Closer to home, at the Southwestern Water Conservation District’s 33rd annual water seminar Friday in Durango, there were no conservation mandates, just plenty of ideas that can lead to smarter water use.
Don’t know how much water you’re using because your monthly statement looks to be written in code? If the quantity is clear and sufficiently detailed, homeowners will be better able to track their savings.
Tell homeowners what their water usage should be, both inside use and outside. Those can be goals. It is the outside usage – particularly for the lawn with its bluegrass – that leads to large quantities. Set municipal pricing, so that it is the outside usage – above the inside year-round average – that triggers a large charge. For wildly excessive water use, set a very large charge.
Castle Rock’s water department knows that 55 percent of the water it delivers is used outside, 45 percent inside. It wants that to be 50-50, as part of a 30-year plan.

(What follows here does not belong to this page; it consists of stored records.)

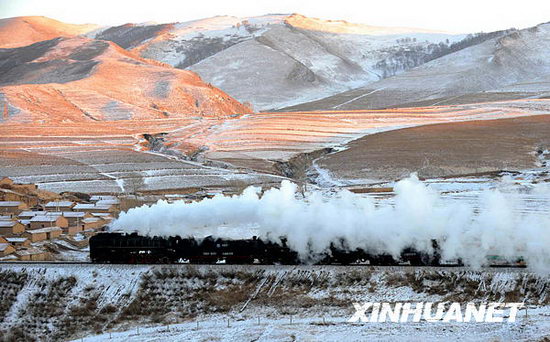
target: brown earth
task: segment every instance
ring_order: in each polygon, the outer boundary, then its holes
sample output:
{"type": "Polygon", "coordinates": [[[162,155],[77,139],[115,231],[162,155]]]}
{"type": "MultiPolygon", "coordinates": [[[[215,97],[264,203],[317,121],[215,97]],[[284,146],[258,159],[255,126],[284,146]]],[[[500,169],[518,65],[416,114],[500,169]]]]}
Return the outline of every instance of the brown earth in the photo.
{"type": "Polygon", "coordinates": [[[550,146],[549,131],[547,115],[405,128],[357,139],[319,165],[339,178],[372,180],[526,169],[550,146]]]}

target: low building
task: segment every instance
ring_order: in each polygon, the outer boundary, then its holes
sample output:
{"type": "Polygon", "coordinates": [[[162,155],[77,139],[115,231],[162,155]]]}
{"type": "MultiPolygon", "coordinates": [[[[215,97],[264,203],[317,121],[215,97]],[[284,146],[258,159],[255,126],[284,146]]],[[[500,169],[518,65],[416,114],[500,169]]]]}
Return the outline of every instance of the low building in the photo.
{"type": "Polygon", "coordinates": [[[94,195],[90,197],[90,202],[97,202],[97,201],[113,201],[117,200],[118,198],[116,196],[112,195],[94,195]]]}
{"type": "Polygon", "coordinates": [[[25,248],[17,250],[14,253],[21,261],[47,261],[51,260],[51,256],[48,252],[45,252],[38,248],[25,248]]]}
{"type": "Polygon", "coordinates": [[[40,229],[27,230],[25,233],[23,233],[23,236],[29,239],[29,241],[32,243],[48,239],[48,234],[40,229]]]}
{"type": "Polygon", "coordinates": [[[66,211],[63,213],[63,217],[69,221],[69,226],[78,226],[83,219],[93,217],[93,215],[83,211],[66,211]]]}
{"type": "Polygon", "coordinates": [[[73,210],[87,213],[114,213],[117,211],[114,205],[97,205],[95,203],[78,203],[73,210]]]}
{"type": "Polygon", "coordinates": [[[82,230],[99,230],[103,228],[106,221],[99,217],[85,218],[82,220],[82,230]]]}
{"type": "Polygon", "coordinates": [[[13,221],[15,220],[16,216],[15,215],[0,215],[0,221],[13,221]]]}
{"type": "Polygon", "coordinates": [[[17,220],[17,222],[21,223],[25,226],[25,229],[31,228],[31,220],[17,220]]]}
{"type": "Polygon", "coordinates": [[[27,209],[28,206],[20,201],[0,201],[0,214],[15,214],[18,215],[23,210],[27,209]]]}
{"type": "Polygon", "coordinates": [[[52,240],[58,238],[63,233],[59,227],[47,227],[41,229],[27,230],[23,236],[29,238],[31,242],[39,242],[44,240],[52,240]]]}
{"type": "Polygon", "coordinates": [[[14,252],[15,248],[11,244],[0,242],[0,258],[6,257],[14,252]]]}
{"type": "Polygon", "coordinates": [[[76,203],[71,201],[52,201],[46,203],[44,208],[47,211],[71,211],[76,203]]]}
{"type": "Polygon", "coordinates": [[[0,221],[0,235],[14,236],[22,234],[25,226],[17,221],[0,221]]]}
{"type": "Polygon", "coordinates": [[[82,231],[83,226],[83,224],[78,224],[76,226],[63,227],[63,234],[76,235],[82,231]]]}
{"type": "Polygon", "coordinates": [[[44,215],[35,216],[30,221],[31,226],[29,229],[40,229],[46,227],[68,227],[69,221],[59,215],[44,215]]]}
{"type": "Polygon", "coordinates": [[[106,223],[111,222],[113,220],[113,217],[111,214],[108,213],[91,213],[92,217],[98,217],[102,220],[104,220],[106,223]]]}
{"type": "Polygon", "coordinates": [[[7,237],[6,241],[16,248],[29,247],[31,241],[26,237],[7,237]]]}
{"type": "Polygon", "coordinates": [[[23,220],[30,220],[35,216],[43,216],[43,215],[47,215],[47,214],[48,214],[47,211],[24,210],[24,211],[20,212],[19,215],[17,215],[17,217],[19,217],[20,219],[23,219],[23,220]]]}

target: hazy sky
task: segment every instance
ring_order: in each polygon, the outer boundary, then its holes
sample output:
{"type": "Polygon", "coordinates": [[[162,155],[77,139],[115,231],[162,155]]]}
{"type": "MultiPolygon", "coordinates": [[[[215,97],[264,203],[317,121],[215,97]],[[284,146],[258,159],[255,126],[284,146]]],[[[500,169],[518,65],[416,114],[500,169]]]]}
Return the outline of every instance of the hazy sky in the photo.
{"type": "Polygon", "coordinates": [[[2,18],[43,15],[102,25],[295,12],[380,26],[477,32],[550,21],[550,0],[0,0],[2,18]]]}

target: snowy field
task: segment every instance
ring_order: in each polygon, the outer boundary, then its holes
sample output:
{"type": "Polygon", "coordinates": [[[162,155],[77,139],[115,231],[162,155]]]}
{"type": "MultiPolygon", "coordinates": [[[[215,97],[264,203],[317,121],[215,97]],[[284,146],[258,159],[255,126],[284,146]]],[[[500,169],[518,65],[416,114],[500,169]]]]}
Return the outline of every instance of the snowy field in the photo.
{"type": "MultiPolygon", "coordinates": [[[[141,326],[83,341],[537,341],[550,331],[550,308],[530,308],[514,323],[348,323],[347,317],[239,319],[212,317],[141,326]],[[198,324],[197,324],[198,323],[198,324]]],[[[81,341],[80,339],[74,340],[81,341]]]]}

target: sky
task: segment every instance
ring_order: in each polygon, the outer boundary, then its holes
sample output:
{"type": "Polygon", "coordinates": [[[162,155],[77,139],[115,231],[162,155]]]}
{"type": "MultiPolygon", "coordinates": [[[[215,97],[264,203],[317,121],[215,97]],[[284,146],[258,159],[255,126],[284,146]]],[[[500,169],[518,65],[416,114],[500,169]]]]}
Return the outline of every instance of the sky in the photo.
{"type": "Polygon", "coordinates": [[[550,21],[550,0],[0,0],[0,18],[40,15],[75,24],[167,23],[267,13],[454,33],[489,32],[550,21]]]}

Monetary incentives can be put in place, too. Castle Rock has a fund that pays homeowners to remove grass, which has been very successful.
There are ways to reward lower usage, too. Homeowners who show a multi-month decline in usage could receive a reduction on their next bill. Or, homeowners who use less than the city’s average could receive a discount.
Landscape contractors in Castle Rock are required to complete the town’s here-is-how-to-use-less-water education course and are tested on it. The reward is that their landscaping plans are more straightforward to design and more quickly approved.
State Sen. Ellen Roberts, who a year ago got the attention of the Front Range by drafting a statute that would set a precise lawn size, suggested Friday that allowing homeowners to collect rainwater in a barrel – which technically diminishes downstream water users’ rights – would make clear just how little water falls, and thus how precious it is. That is the kind of teaching tool that has value, she said. Kentucky bluegrass should not be Colorado’s state vegetation, she added.
Social pressure can be very effective and does not cost anything, a couple of speakers said. When a couple of your neighbors outfit their yards with smaller patches of grass and a good deal of gravel, and it does not look that bad, others on the street often follow suit. When it is rare to see your neighbors allow water to run down the street, you are less likely to do so yourself.
All of this makes good sense, whether in California or in Colorado.
The growing mismatch between population and water usage is ours to solve, said John Stulp, a former state agriculture commissioner who now is advising the governor on water issues. Coloradans cannot point to an upstream state to fix the problem. We are the upstream state.